Department of Biostatistics and Informatics, Colorado School of Public Health, University of Colorado Anschutz Medical Campus, Aurora, CO, United States of America.
Department of Pulmonary Sciences and Critical Care Medicine, School of Medicine, University of Colorado Anschutz Medical Campus, Aurora, CO, United States of America.
PLoS One. 2020 Apr 14;15(4):e0231468. doi: 10.1371/journal.pone.0231468. eCollection 2020.
We present a case study for implementing a machine learning algorithm with an incremental value framework in the domain of lung cancer research. Machine learning methods have often been shown to be competitive with prediction models in some domains; however, implementation of these methods is in early development. Often these methods are only directly compared to existing methods; here we present a framework for assessing the value of a machine learning model by assessing the incremental value. We developed a machine learning model to identify and classify lung nodules and assessed the incremental value added to existing risk prediction models. Multiple external datasets were used for validation. We found that our image model, trained on a dataset from The Cancer Imaging Archive (TCIA), improves upon existing models that are restricted to patient characteristics, but it was inconclusive about whether it improves on models that consider nodule features. Another interesting finding is the variable performance on different datasets, suggesting population generalization with machine learning models may be more challenging than is often considered.

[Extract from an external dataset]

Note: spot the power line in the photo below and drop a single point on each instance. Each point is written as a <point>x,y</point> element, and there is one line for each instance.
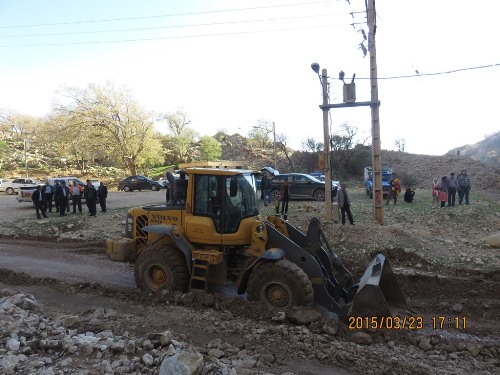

我们提出了一个案例研究,即在肺癌研究领域中实施具有增量价值框架的机器学习算法。机器学习方法在某些领域中经常被证明具有竞争力; 然而,这些方法的实施仍处于早期发展阶段。通常,这些方法仅与现有方法直接进行比较; 在这里,我们提出了一种通过评估增量价值来评估机器学习模型价值的框架。我们开发了一种用于识别和分类肺结节的机器学习模型,并评估了对现有风险预测模型的增量附加值。使用多个外部数据集进行验证。我们发现,我们的图像模型,基于来自癌症成像档案(TCIA)的数据集进行训练,改进了仅限于患者特征的现有模型,但尚不确定它是否改进了考虑结节特征的模型。另一个有趣的发现是在不同数据集上的性能差异很大,这表明机器学习模型的人群泛化可能比人们通常认为的更具挑战性。